Tag titles – The Perfect Event (Chuck Palumbo/Shawn Stasiak) (c) v Insiders (Kevin Nash/Diamond Dallas Page)

Who thought commissioner Mike Sanders was a good idea? He’s out here to oversee something or hug Mark Madden. Who cares? This is all because the Thrillers turned on Coach Nash who’d been working with them in a funny angle that TNA has since lifted. The Thrillers are out here as WCW Security thus getting around CEO Ric Flair’s decision to have no one at ringside that didn’t have a managers licence. As green as the NBT are their worst two wrestlers are the tag champs. Crowd wants Hall. His name had been banned from even being said on the air after his latest shameful performance away from the ring. The champs waste time on the floor arguing with fans and chit-chatting with the other Thrillers. When they finally get in there they get beaten from pillar to post and then thrown out of the ring again. Everyone tries to rush the ring so out comes Flair with the real security team and the Thrillers are booted. That whole process kills about 5 minutes of air time. Sanders has paperwork to stay at ringside so he’s ok. The veteran challengers are smart enough, or perhaps lazy enough, to stay in the ring during all of this. Stasiak finally clips Page with a DDT to get some offence in. Some really average double teaming follows from the champs as they isolate DDP. Nash falls into the ring to break a pinfall. I’m only surprised he didn’t blow his quad in the process. Stasiak gets his buttocks exposed in a literal demonstration of the term “showing ass”. The heat continues on DDP. It’s been five minutes of nothing so far. Because we’re totally going formula the ref misses Nash’s hot tag. The heat rumbles on until Page hits a sleeper slam. This is way too long. They youngsters don’t have the skills to work for this long and they veterans have the easy job. Nash gets a tag and cleans house. He breaks out those sideslams and the big boots. He only has one move left so this is almost over. Powerbomb for Stasiak but Sanders pulls the ref out. DDP runs around to Diamond Cutter him and the ref is back in to count the fall because Stasiak is out of it. That’s 14.53 on the clock btw. **. They sure pulled formula on this one. Nothing particularly interesting going on but the babyfaces won so the crowd gets popped for once and they had to wait for it so it’s that much more intense as a result.

Goldberg v Lex Luger

Goldberg is in the midst of his streak again (24-0). Luger is nothing of importance these days. Therefore this is over before the bell even rings. It’s pointless having it. Luger gets in an early suplex but Goldberg completely no sells it. Luger goes to the b-plan of being exceptionally lazy. Goldberg is fully intent on selling NOTHING anyway. Luger crawls around on the mat doing nothing. It’s like a metaphor for the last decade of his career. Luger breaks out the metal forearm of doom, which Goldberg sells slightly. Madden talks about Luger staying near the ropes to avoid the spear. Luger strolls around getting even lazier so Goldberg picks him off with a powerslam. Luger drags the ref in the way of a spear but Goldberg ploughs clean through the ref and knocks Luger over as well. Jackhammer. Another ref comes in and it’s over at 5.52. ¼*. Ok for a squash. Luger sure didn’t care tonight though.
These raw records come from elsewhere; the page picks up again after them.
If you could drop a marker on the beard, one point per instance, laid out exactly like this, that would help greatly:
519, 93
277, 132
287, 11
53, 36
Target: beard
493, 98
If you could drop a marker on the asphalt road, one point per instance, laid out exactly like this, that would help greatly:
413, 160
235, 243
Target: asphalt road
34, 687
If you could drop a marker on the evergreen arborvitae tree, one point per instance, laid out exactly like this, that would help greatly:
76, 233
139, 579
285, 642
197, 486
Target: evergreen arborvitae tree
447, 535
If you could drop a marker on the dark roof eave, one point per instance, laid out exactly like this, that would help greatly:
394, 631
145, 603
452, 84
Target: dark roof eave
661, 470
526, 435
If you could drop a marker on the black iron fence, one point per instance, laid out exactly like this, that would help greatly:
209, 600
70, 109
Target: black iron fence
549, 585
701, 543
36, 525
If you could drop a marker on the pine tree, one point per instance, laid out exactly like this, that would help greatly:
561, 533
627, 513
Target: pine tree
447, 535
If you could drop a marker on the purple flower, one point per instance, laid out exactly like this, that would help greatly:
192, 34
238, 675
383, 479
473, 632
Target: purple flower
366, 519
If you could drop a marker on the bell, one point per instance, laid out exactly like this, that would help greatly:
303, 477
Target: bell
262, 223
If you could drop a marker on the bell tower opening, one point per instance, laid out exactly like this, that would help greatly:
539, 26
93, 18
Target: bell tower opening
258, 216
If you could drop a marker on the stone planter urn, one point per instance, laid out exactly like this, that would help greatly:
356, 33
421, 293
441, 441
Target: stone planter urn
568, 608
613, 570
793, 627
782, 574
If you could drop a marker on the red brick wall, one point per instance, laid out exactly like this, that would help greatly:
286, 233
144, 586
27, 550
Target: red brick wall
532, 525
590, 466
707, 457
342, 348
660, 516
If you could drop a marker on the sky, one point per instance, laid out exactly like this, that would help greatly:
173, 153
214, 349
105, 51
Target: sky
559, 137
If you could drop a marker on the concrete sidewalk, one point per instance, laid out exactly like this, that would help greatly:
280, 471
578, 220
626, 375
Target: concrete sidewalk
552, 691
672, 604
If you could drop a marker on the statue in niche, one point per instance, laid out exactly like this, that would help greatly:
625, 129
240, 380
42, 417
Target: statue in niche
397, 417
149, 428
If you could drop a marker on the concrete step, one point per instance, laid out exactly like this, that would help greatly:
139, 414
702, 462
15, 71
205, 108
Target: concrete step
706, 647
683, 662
WCW title – Booker T (c) v Scott Steiner w/Midajah

This is a cage match, which has a straightjacket in it. Buffer can’t even finish his announcements before Steiner jumps Booker. He still has the belt though and smacks Steiner upside the head with it. Stevie is no longer impartial with his brother in the ring. He’s surprisingly affable as a commentator. Far better than he was a wrestler. If I could understand what he was saying he’d be pretty good. Like Taz. The cage in this thing is more like a Hell in a Cell but obviously they can’t call it that. Steiner looks a little slow in this one. His bicep kiss elbow leads to the push up’s. Sloppy backbreaker connects. The match plods on and feels like a public service film on the effects of steroid abuse. Steiner takes it up top for the super Samoan drop for 2. BORE-HUG! Booker gets out and heads up top for the missile dropkick, which he manages despite the low ceiling. Booker spies the straightjacket. Steiner wails him in the spine to stop him and throws him off the top. Steiner falls off the buckles and goes after the straightjacket, which he gets but Booker hits him with a fallaway slam. What’s the point of this jacket anyway? Booker knocks Steiner cold with a spin kick and gets obsessed with the straightjacket instead of pinning him. What a dumbshit. You see Lone Star, bad always win because good is dumb. Booker bails for a chair. He puts Steiner in the jacket and nails him a few times. The arms aren’t tied up though so it’s not doing any good. Steiner tears up the straightjacket thus making it COMPLETELY pointless. Steiner Recliner is on. Booker gets the ropes and somehow that’s a break in a match where chair shots and straightjackets are legal? Steiner recovers with an Exploder. Steiner stupidly comes off the top but lands in the Book End for 2. Booker looks shocked and again after Steiner no sells a neckbreaker. Booker with the Axe Kick and Steiner rolls into the ropes grabbing the chair. He’s really not selling much is he? Booker eats chair and the Recliner finishes by choking Booker out at 13.08. **1/4. Selling apart that was pretty good. For WCW anyway.

POST MATCH Steiner puts Booker on the shelf with chair shots to the knee and gets the biggest babyface pop of the night for laying out a referee with one for good measure.

The 411: I’ve seen worse. Two of the matches didn’t suck! I’ll take that for WCW in 2000. The crowd were out of it for the majority of the night thanks to an array of pointless midcard filler that somehow made the PPV line up. I guess someone in the back was bitching about pay off’s. I’d have clipped everything before Storm-Rection apart from the 3-way tag spotfest. As a show that would have been quite palatable and the WWE has run shows with six matches on before. Let’s face it; it wouldn’t have done that buyrate any harm.